The book format is already loaded with meaning and expectation. Any artistic manipulation is then actively counter defined by the format. Appropriations stream back and forth and intentions and unintended consequences mix together. This circumstance of a third agent acting between art and artist distinguishes book arts.

The bungee like connections of intended and unintended consequence provokes other questions. Why is the classical reflex between manuscript and print or reformation and counter-reformation or textual and visual literacy so dynamic and so persistent? Is print determinacy at work to provide an underlying continuity of all cultural, religious, and scientific change? What keeps the book wedged among other media? Will the book subsume its own latest side effect of combined print and screen delivery?

bonefolder

“What set the Bonefolder apart was that from the outset it was designed to be open access and freely available to any and all online. It was the online only nature that allowed us to reach the audience we did with over 250,000 downloads over our 8 years and a presence in just about every library’s catalog.” Peter Verheyen

We now have the last issue of BoneFolder and it is a wonderful example of the series. This journal has provided an Ellis island of all the cultures that would make-up a nation. The relations of the diversity of features would still be difficult to chart as it required the whole sequence even to appreciate their scope. It is larger than book arts. The scope is closer to the qualities of physical books as depicted on-line.

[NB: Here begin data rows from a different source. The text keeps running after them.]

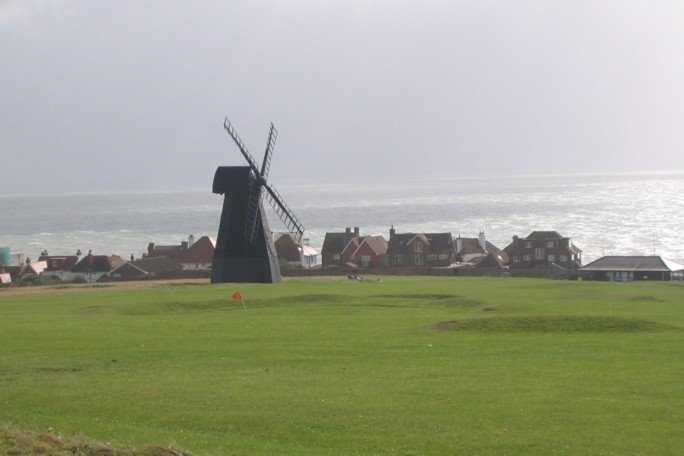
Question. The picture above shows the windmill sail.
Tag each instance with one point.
(241, 145)
(290, 220)
(252, 219)
(270, 144)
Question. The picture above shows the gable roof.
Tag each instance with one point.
(633, 263)
(440, 242)
(153, 265)
(470, 246)
(201, 251)
(378, 244)
(544, 235)
(34, 267)
(59, 262)
(98, 263)
(398, 243)
(334, 243)
(437, 242)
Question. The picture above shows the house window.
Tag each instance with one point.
(365, 261)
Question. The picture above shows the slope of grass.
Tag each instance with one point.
(338, 367)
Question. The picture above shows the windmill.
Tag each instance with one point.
(244, 246)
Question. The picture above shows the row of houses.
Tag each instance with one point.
(538, 250)
(545, 252)
(159, 260)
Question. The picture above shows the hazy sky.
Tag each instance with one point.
(131, 95)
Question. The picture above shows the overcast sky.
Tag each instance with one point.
(131, 95)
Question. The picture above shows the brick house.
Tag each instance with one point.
(92, 268)
(366, 252)
(471, 249)
(290, 251)
(421, 249)
(334, 244)
(192, 254)
(543, 249)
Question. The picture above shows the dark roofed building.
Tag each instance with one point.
(469, 249)
(630, 268)
(420, 249)
(57, 263)
(366, 252)
(543, 250)
(334, 244)
(93, 267)
(192, 254)
(145, 267)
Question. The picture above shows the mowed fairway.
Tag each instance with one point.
(414, 365)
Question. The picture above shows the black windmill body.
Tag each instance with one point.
(244, 246)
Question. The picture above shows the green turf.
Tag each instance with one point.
(399, 365)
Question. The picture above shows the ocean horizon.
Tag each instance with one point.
(611, 214)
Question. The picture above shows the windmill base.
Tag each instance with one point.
(245, 270)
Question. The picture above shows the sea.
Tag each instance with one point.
(603, 214)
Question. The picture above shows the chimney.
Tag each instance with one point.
(483, 241)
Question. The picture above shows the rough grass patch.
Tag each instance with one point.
(645, 299)
(15, 441)
(553, 324)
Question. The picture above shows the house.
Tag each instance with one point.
(59, 265)
(542, 250)
(365, 252)
(421, 249)
(631, 268)
(468, 249)
(192, 254)
(92, 268)
(293, 253)
(7, 258)
(145, 267)
(5, 277)
(334, 244)
(32, 269)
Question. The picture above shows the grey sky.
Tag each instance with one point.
(131, 95)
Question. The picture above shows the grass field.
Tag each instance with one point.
(395, 365)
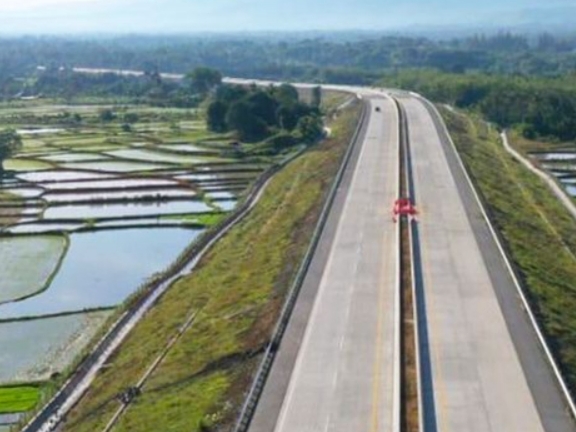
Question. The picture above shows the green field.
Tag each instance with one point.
(539, 232)
(237, 293)
(28, 263)
(18, 399)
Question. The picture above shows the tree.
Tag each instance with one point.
(217, 116)
(107, 115)
(249, 127)
(263, 105)
(203, 80)
(131, 118)
(10, 143)
(316, 97)
(310, 128)
(286, 94)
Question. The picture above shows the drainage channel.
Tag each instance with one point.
(410, 414)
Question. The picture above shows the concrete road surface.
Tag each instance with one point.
(477, 379)
(342, 379)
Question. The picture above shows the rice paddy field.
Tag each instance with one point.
(89, 211)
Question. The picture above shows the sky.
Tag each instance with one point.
(190, 16)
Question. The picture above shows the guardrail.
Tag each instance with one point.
(499, 243)
(249, 407)
(56, 408)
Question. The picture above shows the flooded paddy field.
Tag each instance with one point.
(561, 164)
(89, 213)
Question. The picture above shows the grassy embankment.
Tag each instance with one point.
(237, 292)
(18, 399)
(540, 234)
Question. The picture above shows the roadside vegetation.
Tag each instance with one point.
(18, 399)
(539, 233)
(537, 107)
(235, 295)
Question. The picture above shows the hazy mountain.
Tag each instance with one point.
(178, 16)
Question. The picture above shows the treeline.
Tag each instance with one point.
(319, 58)
(540, 107)
(150, 88)
(275, 115)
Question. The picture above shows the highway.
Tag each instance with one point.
(476, 380)
(342, 379)
(482, 366)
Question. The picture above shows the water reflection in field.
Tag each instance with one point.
(103, 268)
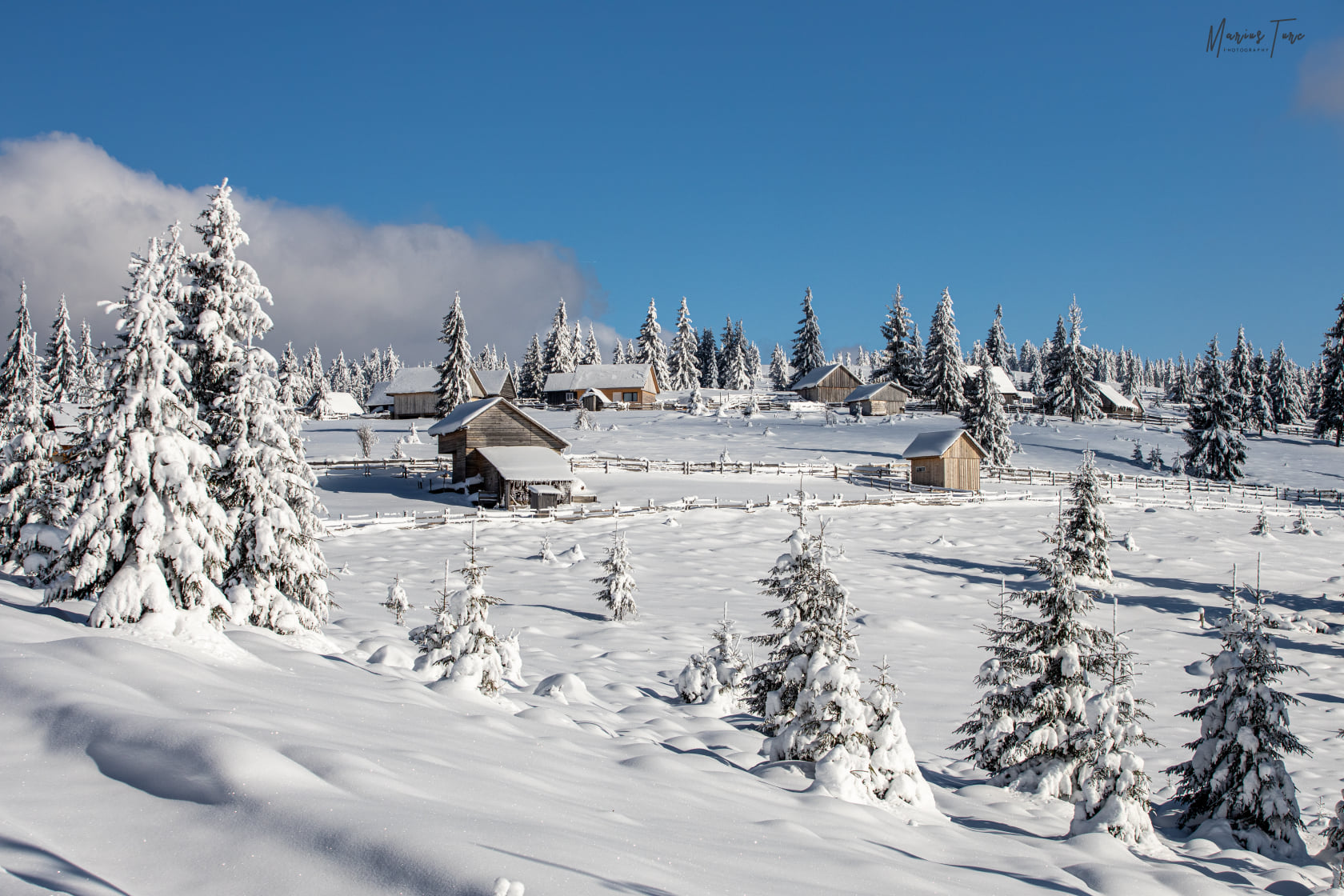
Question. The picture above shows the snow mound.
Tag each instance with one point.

Qualities of physical books depicted on-line is some kind of editorial paradox but the staff and Peter grappled directly with the challenges. The clean design and attractive two-column layout provided the perfect, conflicted, visual experience. We can also be appreciative of the energy and production of the authors.

BoneFolder is in the league of Fine Print and BookWays but it also enlarged the legacy. Now the momentum is handed off to the forthcoming journal of the Collegiate Book Arts Association. That larger organization will probably take more possession of its journal. Perhaps it will wish to take possession of the discipline of artists’ use of book formats. PDF?

a moment in book history

The book now spans both print and screen formats. Close attention to this circumstance of mixed delivery options reveals a surprisingly complementary and interdependent relation of affordances and a third stance going forward.

Enclaves of library preservation, academic book studies, and studio book arts are moving beyond contentions or “tipping points” to a fulcrum position of interaction between print and screen books. Other, wider sectors of publishers, educators, authors and information technologists are also assembling a composite stance.

Here are a few recent works that begin to establish the composite stance.
SCHOLARLY COMMUNICATION: Transferred Illusions, Digital Technology and the Forms of Print, Marilyn Deegan and Kathryn Sutherland, 2009.
BOOK STUDIES: The Book in the Renaissance, Andrew Pettegree, 2010 and Divine Art, Infernal Machine, The Reception of Printing in the West from First Impressions to the Sense of an Ending, Elizabeth Eisenstein, 2011.
DESIGN FOR READING: How the Page Matters, Bonnie Mak, 2011 and Breaking the Page, Transforming Books and the Reading Experience, Peter Meyers, 2012.

What if lively interaction between screen and print is, itself, the future of the book? So far this has been true! Screen books and paper books define each other as they diverge in genres, display and connectivity. Synchronized divergence reveals the self-authenticating print book a counterpart of the self-indexing screen book.